Precedence (most specific wins): "Provider:model" > "Provider" > built-in default.

show-config [--provider P] [--quality Q] [--model M] [--voice V]

Dumps the effective RuntimeSettings after merging env vars, config.json, and CLI flags. Useful for debugging an AI integration.

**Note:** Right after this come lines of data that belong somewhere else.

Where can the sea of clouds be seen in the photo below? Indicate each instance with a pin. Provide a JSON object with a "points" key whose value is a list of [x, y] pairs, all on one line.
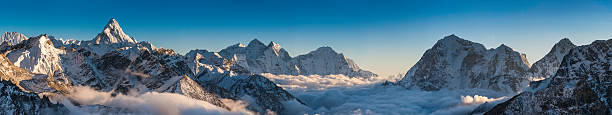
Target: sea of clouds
{"points": [[329, 94], [86, 101], [339, 94]]}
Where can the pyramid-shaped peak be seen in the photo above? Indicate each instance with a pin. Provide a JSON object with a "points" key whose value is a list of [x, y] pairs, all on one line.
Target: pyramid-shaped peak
{"points": [[453, 41], [452, 36], [325, 49], [113, 33], [274, 45], [565, 41], [255, 43], [12, 38], [503, 46]]}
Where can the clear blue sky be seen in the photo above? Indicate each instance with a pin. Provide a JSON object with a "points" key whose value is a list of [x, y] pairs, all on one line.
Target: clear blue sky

python cli.py --json show-config --provider Kokoro
# {"provider": "Kokoro", "model": "kokoro-82m", "voice": "af_heart", ...,
#  "chunk_max": 2000, "openai_api_key_present": true}

synthesize (main command)

python cli.py synthesize --input book.md --output audiobook.mp3 \
    --provider OpenAI --model tts-1 --voice nova --quality "Best Quality"

Flags

Flag Required Default Notes
--input PATH yes .txt / .md / .markdown. Markdown stripped of syntax.
--output PATH yes .mp3. Parent dir created if missing.
--provider {OpenAI,Ollama,Kokoro} no from config
--model NAME no provider default
--voice NAME no provider default
--quality {Balanced,"Best Quality",Fast} no Balanced OpenAI: changes model + speed
--chunk-max N no resolved via chunk_policy overrides any other source
--speed FLOAT no preset value post-applied
--max-concurrency N no 2 clamped to 1 for local providers
--openai-api-key KEY no env / key.txt
--ollama-base-url URL no env / default
--quiet no false suppress per-chunk status
--dry-run no false validate + print plan, don't synthesize

JSON Lines events (--json synthesize)

event fields when
start provider, model, voice, chunks, chunk_max, output once at start
dry-run same as start, plus event=dry-run replaces start when --dry-run
status message per chunk-level status (unless --quiet)
complete output, duration_ms, chunks once at end on success
error stage, message on any failure; stage ∈ {input, validation, provider, synthesis}

Each event is one parseable JSON object per line. Stream-friendly for tail+parse.

Example: dry-run

python cli.py --json synthesize \
    --input chapter1.md --output chapter1.mp3 \
    --provider Kokoro --voice af_heart --dry-run
# {"event": "dry-run", "provider": "Kokoro", "model": "kokoro-82m", "voice": "af_heart",
#  "chunks": 14, "chunk_max": 2000, "output": "chapter1.mp3"}

Example: AI agent integration

import json, subprocess
proc = subprocess.run(
    ["python", "cli.py", "--json", "synthesize",
     "--input", "draft.md", "--output", "draft.mp3",
     "--provider", "OpenAI", "--voice", "nova"],
    capture_output=True, text=True, check=False,
)
for line in proc.stdout.splitlines():
    event = json.loads(line)
    if event["event"] == "complete":
        print(f"Done in {event['duration_ms']}ms")
    elif event["event"] == "error":
        raise RuntimeError(event["message"])
if proc.returncode != 0:
    raise SystemExit(proc.returncode)

Environment variables

Var Purpose
OPENAI_API_KEY OpenAI Bearer token (else key.txt)
OLLAMA_BASE_URL Ollama endpoint (default http://localhost:11434)
HF_HOME HuggingFace cache (Kokoro model location)
TTS_MAX_CONCURRENCY Max parallel chunks for hosted providers

CLI flags override env vars override config.json override built-in defaults.